A medida que el tiempo avanza con lentitud, empieza a cabecear y poco a poco se queda dormida.
—Cariño —oye que la llaman. Luego la sacuden y abre los ojos de golpe—. Ya salió de cirugía, ya puedes verlo.
¿Ver a quién? Ah.
—Gracias —dice, adormilada.
—Déjame llevarte con él.
Chanel se levanta y toma su bolsa; sigue a la enfermera por el pasillo. Doblan a la izquierda y, un par de puertas más allá, la enfermera abre la puerta despacio y Chanel entra. Él está dormido.
—Va a estar bien, no hubo complicaciones graves. Se recuperará por completo en tres a seis semanas —explica la enfermera.
Chanel traga saliva.
—Gracias.
—Los dejo solos —dice, y cierra la puerta.
Chanel se queda mirando el cuerpo del hombre. Está sin camisa, con vendajes alrededor del hombro y la cintura. Tiene un cuerpo perfectamente esculpido; era un hombre grande, musculoso, y su piel clara ahora está pálida por la pérdida de sangre. Tiene una mandíbula definida, un poco de barba y una barbilla partida ridículamente adorable.

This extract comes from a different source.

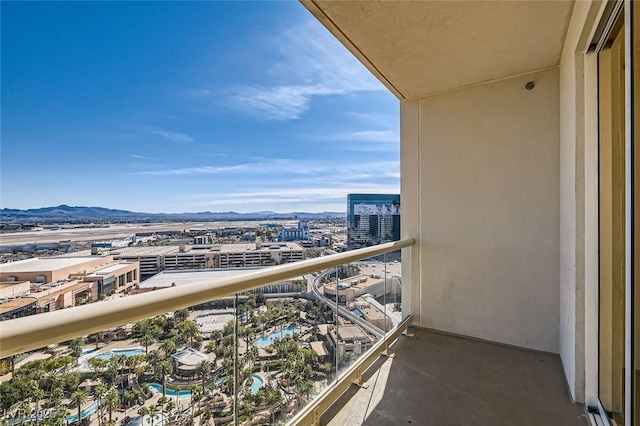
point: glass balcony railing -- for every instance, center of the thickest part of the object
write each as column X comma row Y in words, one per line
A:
column 275, row 346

Se sienta en la silla y lo observa el resto de la noche, preguntándose por qué estaba ahí y por qué le importaba tanto ese tipo. Apenas acababa de conocer al criminal, y sabía bien que no debía involucrarse demasiado con la gente, especialmente con los hombres.
Pronto lo descubriría, y vaya si iba a arrepentirse.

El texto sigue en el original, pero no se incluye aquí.